Record: SP8192 + Headwise Gated Attention + Legal TTT (1.0805 BPB, 3-seed)#2005
Record: SP8192 + Headwise Gated Attention + Legal TTT (1.0805 BPB, 3-seed)#2005jamesEmerson112 wants to merge 2 commits intoopenai:mainfrom
Conversation
…al_bpb=1.0511) 3-seed mean: 1.0511 BPB (std 0.0008), 8xH100 SXM Seeds: 42 (1.0517), 1337 (1.0513), 2025 (1.0502) All artifacts under 16 MB, train <600s, eval <600s Techniques: Small Batch (ga=1) + EMA=0.990 + Headwise Gated Attention + PreQuantTTT 21ep Base stack: @bigbag PR openai#1493 (FA3, depth recurrence, parallel residuals, XSA, MuonEq-R, GPTQ int6+brotli, score-first TTT)
- Rename folder: remove PreQuantTTT from name - Update to C6 3-seed data (mean 1.0805 BPB) - Remove PreQuantTTT from train_gpt.py, submission.json, README - Mark as non-record, fully legal submission - compliance.no_pre_quant_ttt: true Co-Authored-By: Claude Opus 4.6 (1M context) <noreply@anthropic.com>
CreditsThis submission builds on the work of many contributors to the Parameter Golf community:
Acknowledgements
|
PR #2005 Supplement — Expanded Research Contributionsval_bpb = 1.0805 (3-seed mean, std 0.0012) | ~15.70 MB | 8xH100 SXM Research Contributions1. Headwise Gated Attention (Novel Architecture)Post-attention sigmoid gate applied per-head, after FlashAttention-3 + XSA compute the attention output.

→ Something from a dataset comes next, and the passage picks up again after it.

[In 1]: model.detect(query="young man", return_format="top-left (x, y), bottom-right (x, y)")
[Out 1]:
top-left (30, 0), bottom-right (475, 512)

A learned gate modulates each head's contribution before the output projection:
Inspired by NeurIPS 2025 Best Paper (arxiv:2505.06708). Consistent improvement across scales:
The -0.0005 BPB improvement is preserved exactly when scaling from 2×H100 to 8×H100, confirming the technique's robustness. We also tested elementwise gating (1 gate per dim per head, +2.36M params). It achieved slightly better BPB (1.2602 vs 1.2653 on SP1024) but exceeded the 16 MB budget (17.87 MB). Headwise is the Pareto-optimal choice: nearly free parameters, fits under budget, and provides consistent improvement. 2. 29-Paper Systematic SurveySurveyed papers from NeurIPS 2024-2025, ICML 2025, ICLR 2025, and ACL 2025 covering attention modifications, normalization strategies, optimizer scheduling, data selection, structured layers, and compression techniques. Each paper was assessed for Parameter Golf feasibility (16 MB / 10-min / 36M-param constraints) and mapped to PG leaderboard presence. Key finding: most techniques published for 125M+ parameter models do not transfer to the 36M regime. Of 10 papers tested experimentally, 8 produced negative or null results. Only 2 showed gains on the V2 stack, and those gains did not survive the jump to 8×H100. 3. EMA Decay Scaling Law at Short Training DurationsDiscovered that optimal EMA decay shifts dramatically lower when training steps are limited. The rank 1 default (0.9965) is suboptimal for short runs (~1,000-4,500 steps). 2×H100 EMA sweep (C6 base, ~1,030 steps):
Gains are monotonic from 0.995 to 0.990 — more aggressive averaging helps when the training window is short. But EMA sensitivity is extreme: 0.997 is already worse than default, and 0.999 is catastrophic. Critical caveat — does NOT transfer to 8×H100:
With only ~4,486 steps on 8×H100, aggressive EMA averages too few checkpoints. The optimal decay depends on the number of training steps, not just the training duration. 4. 3×3 Factorial Technique Interaction StudySystematic 9-run factorial experiment on the rank 1 stack to isolate technique interactions. Three factors, three levels each:
Factor matrix (TTT BPB, 2×H100):
Key interactions discovered:
This factorial design revealed that technique interactions are non-trivial — you cannot predict combined performance from individual ablations. 5. Small Batch Size for Short Wall-Clock TrainingTested reducing effective batch size to get more optimizer updates within the fixed 10-minute window (inspired by Liao et al., NeurIPS 2024). 2×H100 results (C6 base):
4× smaller batch → 3.3× more steps → -0.020 BPB improvement. The largest single-technique gain we found on the V2 stack. But does NOT transfer to 8×H100:
Despite achieving 13,146 steps on 8×H100 (where EMA=0.990 should help), the smaller batch size degrades quality more than extra steps help. 6. Technique Transfer Failure Across GPU CountsPerhaps the most important meta-finding: hyperparameter improvements on 2×H100 do not reliably transfer to 8×H100.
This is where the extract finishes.